Comparing Balance and Equity
Comparing the balance curve (closed trades) with an equity curve provides a complete view of the strategy’s risk and reward profile. The difference between the two show unrealized profits or losses.
Advanced Techniques and Considerations
Handling Compound Interest
For longer-term strategies, you can implement compound interest by reinvesting a percentage of the profits.
// Example of Balance recalculation with compound interest
reinvest_percentage = 0.5 // 50%
if strategy.position_size == 0 and strategy.opentrades == 0
currentProfit := strategy.netprofit - nz(currentProfit[1])
balance := balance + currentProfit
balance := balance + (balance * reinvest_percentage * currentProfit)
Implementing Risk Management Strategies (e.g., position sizing based on balance)
Effective risk management is critical. You can use the simulated balance to dynamically adjust your position size.
// Example of position sizing based on balance
risk_per_trade = 0.02 // Risk 2% of balance per trade
position_size = math.floor((balance * risk_per_trade) / (atr(14)))

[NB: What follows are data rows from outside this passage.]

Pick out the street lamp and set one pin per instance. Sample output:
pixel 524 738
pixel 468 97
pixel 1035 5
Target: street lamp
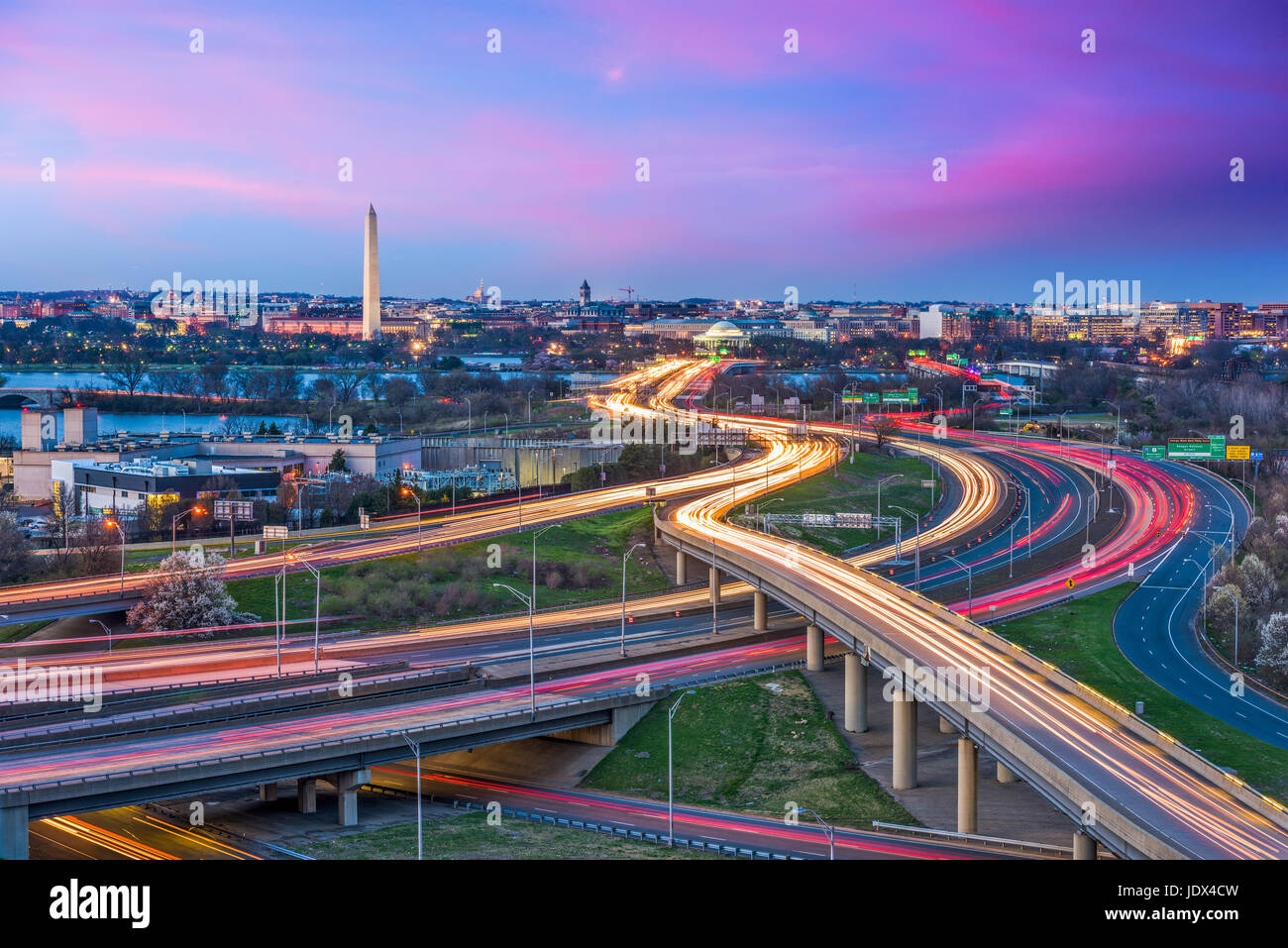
pixel 115 526
pixel 174 527
pixel 317 597
pixel 420 835
pixel 917 549
pixel 1203 572
pixel 827 828
pixel 1119 424
pixel 670 773
pixel 532 662
pixel 884 480
pixel 626 557
pixel 970 583
pixel 408 492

Backtesting Considerations and Limitations
- Historical Data Quality: The accuracy of your backtest depends on the quality of historical data.
- Slippage and Execution Costs: Simulated backtests often don’t fully account for slippage and execution costs.
- Overfitting: Be wary of overfitting your strategy to historical data. Robust strategies perform well across different market conditions.
- Data Lookahead Bias: Ensure your calculations don’t inadvertently use future data. Use
ta.barssinceand other appropriate functions to avoid it. Make sure to recalculate order results correctly.
In conclusion, while TradingView Pine Script doesn’t offer direct access to your account balance, simulating it allows you to thoroughly backtest and refine your strategies. Remember to consider commissions, risk management, and the limitations of backtesting when interpreting the results. With careful implementation, you can gain valuable insights into your strategy’s potential performance. Backtesting must always be taken with the understanding that it’s only a simulation and real trading may bring different results.